Young People's Chorus of New York City to Reunite with Hiroshima Choir in Concert, 3/26
In a new Transmusica concert, designed to build bridges to other world cultures, the Young People's Chorus of New York City and Artistic Director/Founder Francisco J. Núñez welcome two choirs from Hiroshima, Japan - the Peace and Hope Choir and the Chamber Choir of the Elisabeth University of Music - to promote good will, peace, and friendship. The concert on Wednesday, March 26, at 7:30 p.m. at the Church of St.
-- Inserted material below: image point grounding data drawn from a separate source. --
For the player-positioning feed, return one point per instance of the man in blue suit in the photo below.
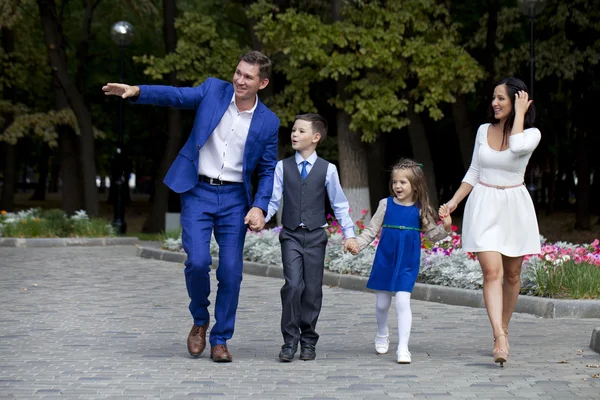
(234, 134)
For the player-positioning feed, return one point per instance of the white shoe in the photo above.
(403, 356)
(382, 344)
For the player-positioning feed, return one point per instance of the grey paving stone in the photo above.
(100, 322)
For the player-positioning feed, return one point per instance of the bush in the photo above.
(34, 223)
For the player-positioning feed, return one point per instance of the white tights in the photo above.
(382, 306)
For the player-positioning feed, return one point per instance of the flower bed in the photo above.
(35, 223)
(560, 270)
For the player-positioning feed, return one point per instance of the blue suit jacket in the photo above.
(210, 100)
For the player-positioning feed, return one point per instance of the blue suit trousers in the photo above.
(204, 209)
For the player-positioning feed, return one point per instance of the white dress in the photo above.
(501, 219)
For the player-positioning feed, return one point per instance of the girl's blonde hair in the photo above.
(419, 186)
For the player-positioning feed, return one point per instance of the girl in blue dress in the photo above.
(401, 217)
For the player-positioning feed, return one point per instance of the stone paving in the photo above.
(102, 323)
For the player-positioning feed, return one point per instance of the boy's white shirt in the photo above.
(339, 202)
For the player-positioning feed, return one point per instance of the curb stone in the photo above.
(540, 306)
(67, 242)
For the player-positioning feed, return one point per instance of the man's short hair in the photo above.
(257, 58)
(318, 123)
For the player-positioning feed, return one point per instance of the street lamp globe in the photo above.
(122, 33)
(531, 8)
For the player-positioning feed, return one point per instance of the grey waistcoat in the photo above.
(304, 200)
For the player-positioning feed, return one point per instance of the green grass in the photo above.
(54, 223)
(570, 280)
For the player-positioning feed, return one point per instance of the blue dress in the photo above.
(398, 255)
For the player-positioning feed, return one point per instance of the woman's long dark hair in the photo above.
(513, 85)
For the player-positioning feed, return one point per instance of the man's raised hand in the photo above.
(121, 89)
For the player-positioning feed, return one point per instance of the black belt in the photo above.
(214, 181)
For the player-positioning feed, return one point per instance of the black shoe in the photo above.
(287, 352)
(307, 352)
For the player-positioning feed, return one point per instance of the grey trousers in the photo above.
(303, 256)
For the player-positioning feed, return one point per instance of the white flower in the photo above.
(80, 215)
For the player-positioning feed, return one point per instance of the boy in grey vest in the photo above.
(304, 180)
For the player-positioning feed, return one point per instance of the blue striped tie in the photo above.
(303, 173)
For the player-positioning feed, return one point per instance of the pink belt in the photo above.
(501, 187)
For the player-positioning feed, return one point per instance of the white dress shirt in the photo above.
(222, 155)
(337, 199)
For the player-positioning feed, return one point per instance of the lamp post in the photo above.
(531, 8)
(122, 34)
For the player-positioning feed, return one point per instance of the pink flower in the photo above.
(548, 249)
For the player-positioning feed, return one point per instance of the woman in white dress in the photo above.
(499, 222)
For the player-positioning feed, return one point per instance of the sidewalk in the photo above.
(104, 323)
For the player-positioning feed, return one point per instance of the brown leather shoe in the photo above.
(219, 353)
(197, 340)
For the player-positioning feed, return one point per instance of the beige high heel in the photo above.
(500, 356)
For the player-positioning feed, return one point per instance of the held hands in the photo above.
(445, 217)
(522, 102)
(447, 209)
(351, 245)
(121, 89)
(255, 219)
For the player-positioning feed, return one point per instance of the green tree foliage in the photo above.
(394, 55)
(202, 51)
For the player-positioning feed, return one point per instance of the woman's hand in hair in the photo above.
(522, 102)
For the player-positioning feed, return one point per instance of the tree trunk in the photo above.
(354, 174)
(582, 113)
(378, 171)
(58, 64)
(72, 193)
(353, 164)
(464, 130)
(582, 220)
(10, 151)
(490, 45)
(421, 152)
(54, 175)
(156, 220)
(84, 44)
(43, 168)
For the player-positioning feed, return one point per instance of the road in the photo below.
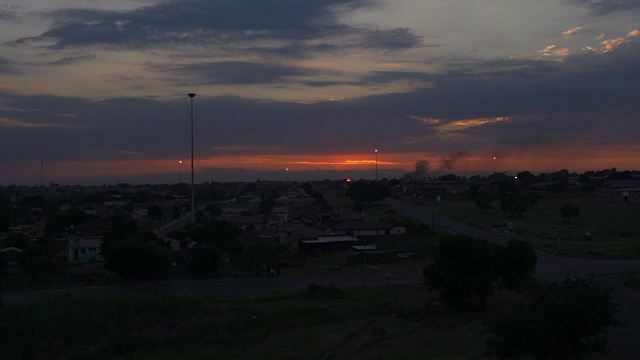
(289, 281)
(550, 267)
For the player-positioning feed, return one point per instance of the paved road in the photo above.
(289, 281)
(551, 267)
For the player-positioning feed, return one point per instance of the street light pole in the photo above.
(193, 207)
(376, 164)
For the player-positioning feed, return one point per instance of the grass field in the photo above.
(322, 322)
(615, 227)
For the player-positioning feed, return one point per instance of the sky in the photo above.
(95, 92)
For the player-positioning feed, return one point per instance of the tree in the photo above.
(533, 198)
(219, 234)
(464, 271)
(568, 211)
(257, 254)
(422, 168)
(513, 203)
(204, 261)
(155, 213)
(516, 265)
(17, 240)
(562, 321)
(141, 256)
(213, 209)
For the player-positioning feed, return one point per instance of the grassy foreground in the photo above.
(614, 225)
(322, 322)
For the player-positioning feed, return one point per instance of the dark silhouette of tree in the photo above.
(533, 198)
(213, 209)
(266, 206)
(516, 265)
(17, 240)
(204, 261)
(473, 190)
(200, 217)
(562, 321)
(141, 256)
(525, 178)
(422, 168)
(515, 204)
(258, 254)
(464, 271)
(219, 234)
(155, 213)
(568, 211)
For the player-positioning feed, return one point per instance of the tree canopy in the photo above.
(467, 270)
(568, 211)
(562, 321)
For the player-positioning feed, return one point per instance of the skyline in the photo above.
(98, 92)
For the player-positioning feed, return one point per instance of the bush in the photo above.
(563, 321)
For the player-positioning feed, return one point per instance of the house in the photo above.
(243, 222)
(358, 228)
(628, 195)
(327, 244)
(85, 249)
(15, 261)
(290, 234)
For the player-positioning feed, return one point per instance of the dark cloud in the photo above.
(602, 7)
(585, 99)
(72, 59)
(6, 66)
(236, 72)
(222, 23)
(396, 39)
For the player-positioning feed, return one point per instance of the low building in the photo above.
(85, 249)
(628, 195)
(327, 244)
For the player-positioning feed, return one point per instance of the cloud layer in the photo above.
(302, 82)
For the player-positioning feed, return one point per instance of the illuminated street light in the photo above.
(193, 207)
(376, 151)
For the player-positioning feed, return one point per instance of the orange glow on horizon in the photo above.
(541, 160)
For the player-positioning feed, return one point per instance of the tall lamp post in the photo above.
(193, 207)
(376, 151)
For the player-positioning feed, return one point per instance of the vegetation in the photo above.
(466, 270)
(141, 256)
(568, 211)
(561, 321)
(614, 227)
(318, 322)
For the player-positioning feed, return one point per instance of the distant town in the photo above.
(48, 232)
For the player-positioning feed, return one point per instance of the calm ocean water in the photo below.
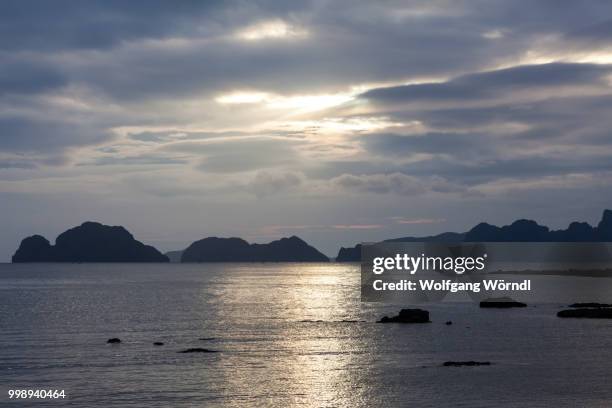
(287, 335)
Joseph in Greenwich Village (365 Sixth Avenue) will also include The Ten, an all-men's ensemble from the University Glee Club of New York City, for an inspiring and entertaining program of music from several cultures.
This concert reunites YPC and members of the Hiroshima Choral Association, who have sung together on YPC's four tours of Japan, most recently, this past summer, when Hiroshima Choral Association hosted a reception for their American friends. While in Hiroshima, the choristers sang with each other, spent time practicing each other's languages, and enjoyed becoming reacquainted. The March 26 concert is first time they will sing together in the U.S.
The program on March 26 will include such traditional Japanese favorites as Hiroshima Kazoe Uta (a Hiroshima children's counting song), the Sukiyaki Song, Sakura (cherry blossoms), and Oiwake Bushiko conducted by Kenji Otani and accompanied by Kanzan Yamamoto.
Mr. Núñez will conduct YPC in Rainbow Tomorrow arranged by Jim Papoulis, Metsa Telegramm (The Woodpecker's Warning) by Estonian composer Uno Naissoo, Dona Nobis Pacem by Dominick DiOrio, and an upbeat hit from the "fabulous fifties," Rock Around the Clock. The Ten's a cappella program includes the Celtic folk song Down By the Salley Gardens based on the poem by W. B. Yeats and the James Taylor ballad Copperline.